What we need at this point in the environmental movement is a good dose of old-fashioned Kansas common sense, the kind which Alf Landon has always represented. A third of a century ago, he observed:
If a high wind "rips the roof off a house. . .we don't tear down the walls and abandon the whole structure. . .we put on a new and better roof, strengthening those parts discovered to be weak."
What Kind of Growth?
The question, therefore, is not whether there shall be growth — there will be growth of one kind or another as long as man struggles to perfect himself. The question is how to define it, how to plan for it, how to limit its deleterious consequences over the span of decades and centuries. Indeed, the emergence of environmental concern gives us a unique opportunity to prove that we can create a society that is clean, safe, quiet and beautiful, and yet also satisfies legitimate material needs.

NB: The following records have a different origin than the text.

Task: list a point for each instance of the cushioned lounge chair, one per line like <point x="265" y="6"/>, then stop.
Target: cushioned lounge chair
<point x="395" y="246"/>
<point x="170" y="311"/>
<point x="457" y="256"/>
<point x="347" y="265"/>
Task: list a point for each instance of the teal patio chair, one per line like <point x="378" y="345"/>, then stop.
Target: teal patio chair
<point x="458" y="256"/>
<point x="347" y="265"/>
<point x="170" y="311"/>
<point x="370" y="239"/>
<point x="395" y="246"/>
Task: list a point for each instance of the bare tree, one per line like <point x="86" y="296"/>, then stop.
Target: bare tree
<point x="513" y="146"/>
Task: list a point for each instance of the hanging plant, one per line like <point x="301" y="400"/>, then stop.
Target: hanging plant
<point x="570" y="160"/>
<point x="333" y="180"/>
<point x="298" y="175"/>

I believe profoundly that earth renovation is tantamount to self renovation, the key not only to a clean and orderly society, but to greater human happiness as well. I envision a time when the majority of our people will regard it as an essential aspect of good citizenship to incorporate the precepts of environmentalism into their daily lives. They will come to see that no sacrifice is too great to restore the amenities of a decent life and to ensure the survival of mankind.
There is one more bit of wisdom I have learned from Alf Landon that I'd like to share with you. In times as difficult and trying as these three decades ago he said: "We are aware that we must make our just contribution to the solution of the problems of the times. Each generation in turn has its own problems to solve for posterity. No age has escaped this inspiring responsibility." In short, we must act or be judged not to have lived.
What awaits us is a world of unparalleled danger and therefore of unequalled opportunity. It is not a time which can give much comfort to the smug or the fainthearted, but it must surely stir the minds and souls of those who thrive on the challenge of new ideas. We are called upon to question some of the most hallowed notions of our culture — concepts of family size, energy use, waste, success, technology and uncontrolled growth which constitute the very foundation and thrust of America these last 200 years. We are called upon to build a world where human beings count for more than machines.
The True Meaning
This, then, is the true meaning of environmentalism in our time. It teaches a new ethics and a new reverence for life. It can help to unify the American people. And if carried to fruition, it will inspire mature confidence in man's power to control his own destiny.
As the President said three years ago we should lower our voices, but never our sights. We must be a generation of idealists without illusions which seeks painstakingly, one step at a time, to fulfill the dreams that have inspired good men in all ages. There may be no Utopia, no recreating Eden on Earth, but there is for each of us a beckoning vision: man at peace with himself, his neighbor, his world.